Political divisions on law
While the White House is taking a hard line in favor of reauthorization, albeit with a few modifications, the major Democratic presidential contenders have expressed reservations about NCLB. New Mexico Gov. Bill Richardson said at a recent debate that he would scrap it. Sen. Barack Obama told a group of union teachers in July, “Don’t come up with this law called No Child Left Behind and then leave the money behind.”
Sen. Hillary Rodham Clinton, who voted for the original law, also now has misgivings. “While the children are getting good at filling in all those little bubbles, what exactly are they really learning?” she asked delegates at a National Education Association meeting in New Hampshire earlier this year.

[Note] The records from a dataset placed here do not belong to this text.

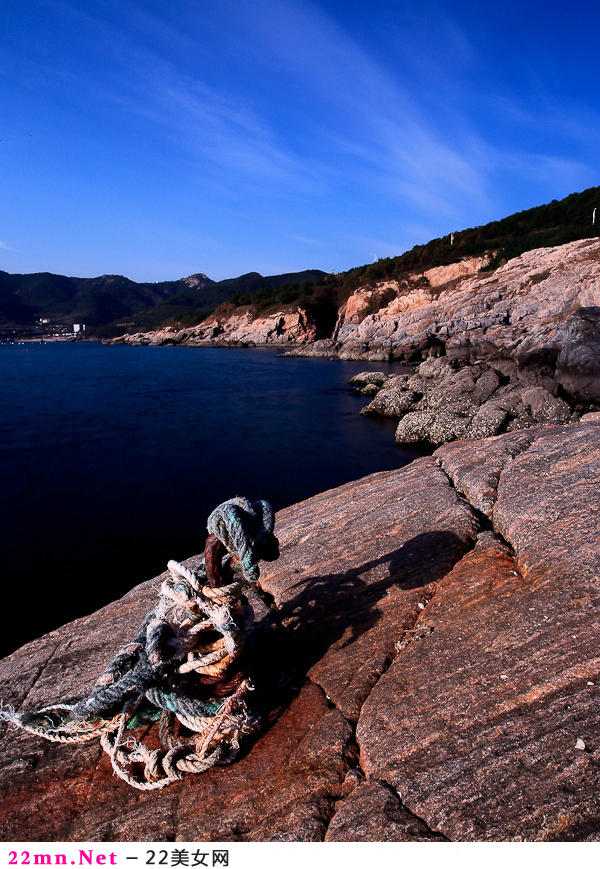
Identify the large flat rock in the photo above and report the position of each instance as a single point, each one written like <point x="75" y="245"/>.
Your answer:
<point x="426" y="665"/>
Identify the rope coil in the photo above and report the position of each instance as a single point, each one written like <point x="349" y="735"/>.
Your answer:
<point x="183" y="668"/>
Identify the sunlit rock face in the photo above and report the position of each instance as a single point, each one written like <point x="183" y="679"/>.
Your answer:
<point x="427" y="651"/>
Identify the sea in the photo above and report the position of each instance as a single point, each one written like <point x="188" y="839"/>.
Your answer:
<point x="112" y="457"/>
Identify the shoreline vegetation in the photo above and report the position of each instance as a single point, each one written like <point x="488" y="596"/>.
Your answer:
<point x="112" y="305"/>
<point x="396" y="582"/>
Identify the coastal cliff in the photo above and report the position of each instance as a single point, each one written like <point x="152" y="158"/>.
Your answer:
<point x="496" y="351"/>
<point x="429" y="637"/>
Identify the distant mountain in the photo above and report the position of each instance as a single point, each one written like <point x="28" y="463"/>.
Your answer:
<point x="116" y="300"/>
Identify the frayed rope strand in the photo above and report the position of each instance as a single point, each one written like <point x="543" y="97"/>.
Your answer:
<point x="182" y="667"/>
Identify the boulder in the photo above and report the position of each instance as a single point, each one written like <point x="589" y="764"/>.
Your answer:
<point x="578" y="365"/>
<point x="426" y="659"/>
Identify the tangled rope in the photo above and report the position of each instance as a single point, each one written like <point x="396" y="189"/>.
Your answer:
<point x="184" y="668"/>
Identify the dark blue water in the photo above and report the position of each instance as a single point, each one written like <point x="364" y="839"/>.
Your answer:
<point x="111" y="458"/>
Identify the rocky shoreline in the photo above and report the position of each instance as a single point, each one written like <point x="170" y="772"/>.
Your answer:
<point x="496" y="352"/>
<point x="429" y="637"/>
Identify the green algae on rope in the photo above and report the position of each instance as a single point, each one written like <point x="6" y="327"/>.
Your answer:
<point x="183" y="668"/>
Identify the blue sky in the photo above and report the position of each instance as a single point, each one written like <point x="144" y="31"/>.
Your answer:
<point x="158" y="139"/>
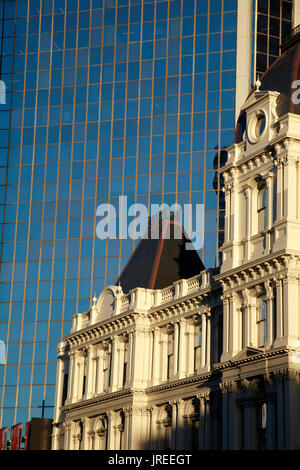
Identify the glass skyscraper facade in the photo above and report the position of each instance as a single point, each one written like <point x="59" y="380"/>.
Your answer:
<point x="272" y="22"/>
<point x="103" y="98"/>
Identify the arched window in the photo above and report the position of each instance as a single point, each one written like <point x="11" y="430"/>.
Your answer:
<point x="261" y="321"/>
<point x="197" y="346"/>
<point x="170" y="358"/>
<point x="262" y="208"/>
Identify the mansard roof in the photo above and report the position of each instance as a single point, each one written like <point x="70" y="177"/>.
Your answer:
<point x="157" y="263"/>
<point x="279" y="77"/>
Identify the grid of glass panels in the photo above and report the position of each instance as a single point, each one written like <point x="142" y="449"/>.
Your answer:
<point x="272" y="22"/>
<point x="104" y="98"/>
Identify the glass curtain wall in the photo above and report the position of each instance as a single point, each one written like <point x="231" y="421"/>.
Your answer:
<point x="103" y="98"/>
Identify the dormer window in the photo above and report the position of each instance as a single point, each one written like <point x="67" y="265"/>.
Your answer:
<point x="260" y="125"/>
<point x="262" y="208"/>
<point x="261" y="321"/>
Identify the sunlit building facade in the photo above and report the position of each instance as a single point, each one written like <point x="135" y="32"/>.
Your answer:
<point x="104" y="98"/>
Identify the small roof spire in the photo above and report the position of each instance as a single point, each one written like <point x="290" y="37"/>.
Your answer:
<point x="258" y="84"/>
<point x="94" y="300"/>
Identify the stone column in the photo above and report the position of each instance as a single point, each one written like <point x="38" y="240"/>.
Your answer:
<point x="176" y="347"/>
<point x="279" y="312"/>
<point x="280" y="190"/>
<point x="201" y="422"/>
<point x="114" y="363"/>
<point x="138" y="428"/>
<point x="129" y="365"/>
<point x="290" y="288"/>
<point x="59" y="383"/>
<point x="154" y="427"/>
<point x="90" y="372"/>
<point x="85" y="438"/>
<point x="156" y="356"/>
<point x="141" y="351"/>
<point x="203" y="340"/>
<point x="180" y="425"/>
<point x="174" y="423"/>
<point x="110" y="430"/>
<point x="225" y="418"/>
<point x="207" y="435"/>
<point x="270" y="315"/>
<point x="67" y="438"/>
<point x="271" y="424"/>
<point x="249" y="425"/>
<point x="208" y="339"/>
<point x="190" y="342"/>
<point x="72" y="362"/>
<point x="270" y="196"/>
<point x="99" y="380"/>
<point x="226" y="330"/>
<point x="235" y="325"/>
<point x="182" y="351"/>
<point x="164" y="355"/>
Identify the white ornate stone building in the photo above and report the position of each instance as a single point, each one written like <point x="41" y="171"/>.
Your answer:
<point x="212" y="361"/>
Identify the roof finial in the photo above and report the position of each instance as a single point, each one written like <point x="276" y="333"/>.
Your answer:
<point x="94" y="300"/>
<point x="258" y="84"/>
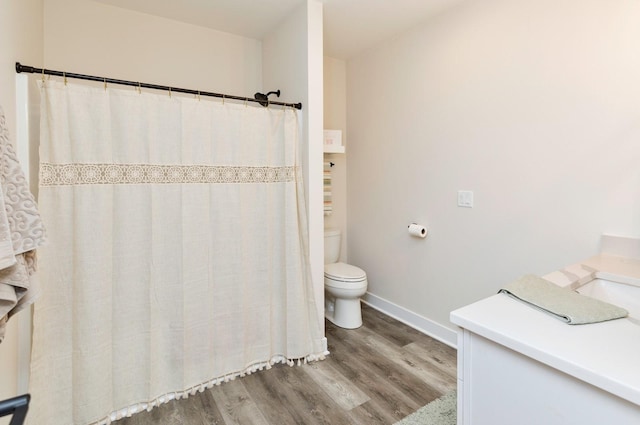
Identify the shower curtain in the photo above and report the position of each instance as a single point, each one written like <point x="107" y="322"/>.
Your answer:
<point x="177" y="255"/>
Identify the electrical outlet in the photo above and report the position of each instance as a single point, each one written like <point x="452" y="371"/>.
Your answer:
<point x="465" y="198"/>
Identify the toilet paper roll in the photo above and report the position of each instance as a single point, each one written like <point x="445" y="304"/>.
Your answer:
<point x="417" y="230"/>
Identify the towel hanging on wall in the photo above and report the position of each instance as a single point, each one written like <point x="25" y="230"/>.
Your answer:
<point x="21" y="232"/>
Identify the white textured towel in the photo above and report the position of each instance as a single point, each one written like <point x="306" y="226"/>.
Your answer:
<point x="566" y="305"/>
<point x="21" y="232"/>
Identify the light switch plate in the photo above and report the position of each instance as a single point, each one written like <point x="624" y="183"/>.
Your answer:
<point x="465" y="198"/>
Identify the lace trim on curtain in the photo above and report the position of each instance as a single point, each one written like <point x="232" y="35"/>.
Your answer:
<point x="148" y="406"/>
<point x="79" y="174"/>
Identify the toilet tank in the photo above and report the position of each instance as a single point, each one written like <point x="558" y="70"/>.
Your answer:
<point x="331" y="245"/>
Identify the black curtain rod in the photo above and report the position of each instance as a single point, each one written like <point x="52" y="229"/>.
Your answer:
<point x="260" y="98"/>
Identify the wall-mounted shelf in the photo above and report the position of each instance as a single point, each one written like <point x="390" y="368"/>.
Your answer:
<point x="333" y="141"/>
<point x="333" y="149"/>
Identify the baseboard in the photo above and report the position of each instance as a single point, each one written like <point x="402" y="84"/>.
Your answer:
<point x="420" y="323"/>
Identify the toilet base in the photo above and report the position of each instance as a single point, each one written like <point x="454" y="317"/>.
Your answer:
<point x="344" y="313"/>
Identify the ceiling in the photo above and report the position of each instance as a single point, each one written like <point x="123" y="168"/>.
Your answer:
<point x="350" y="26"/>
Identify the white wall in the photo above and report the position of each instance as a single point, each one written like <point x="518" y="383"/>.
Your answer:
<point x="92" y="38"/>
<point x="335" y="118"/>
<point x="532" y="105"/>
<point x="20" y="41"/>
<point x="292" y="62"/>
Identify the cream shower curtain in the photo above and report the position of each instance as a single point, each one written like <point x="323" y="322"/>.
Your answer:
<point x="177" y="250"/>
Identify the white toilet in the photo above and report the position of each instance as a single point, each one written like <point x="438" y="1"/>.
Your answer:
<point x="344" y="284"/>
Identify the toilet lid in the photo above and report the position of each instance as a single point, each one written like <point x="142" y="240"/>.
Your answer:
<point x="344" y="272"/>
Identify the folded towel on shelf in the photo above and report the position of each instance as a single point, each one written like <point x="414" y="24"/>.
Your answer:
<point x="328" y="203"/>
<point x="564" y="304"/>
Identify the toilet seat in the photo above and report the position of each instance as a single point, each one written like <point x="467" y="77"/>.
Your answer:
<point x="342" y="272"/>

Still, there is strong support for reauthorizing the law. Business groups, Bush supporters who see NCLB as a major achievement of his administration, and other “accountability hawks” are adamantly in favor.
The UFT and the national teacher unions are not opposed to reauthorization but want significant changes that go far beyond what the White House is seeking. And they are completely opposed to mandating the use of test scores to evaluate teachers.
Whether teachers and their allies can sway the argument is unclear, but that is the reason the UFT and the AFT are urging members to get involved rapidly as the debate accelerates in the House; the Senate is slated to take up the measure later. “It is vital for our members to have their voices heard now,” Weingarten said.
UFT members who live and/or work in Rep. Yvette Clark’s Brooklyn district — she is the only city representative on the House Education Committee — raised their concerns about the legislation with her staff earlier this week. Weingarten raised those same concerns with the congresswoman herself.
UFT political action coordinators are also contacting the Washington offices of every member of the city’s congressional delegation.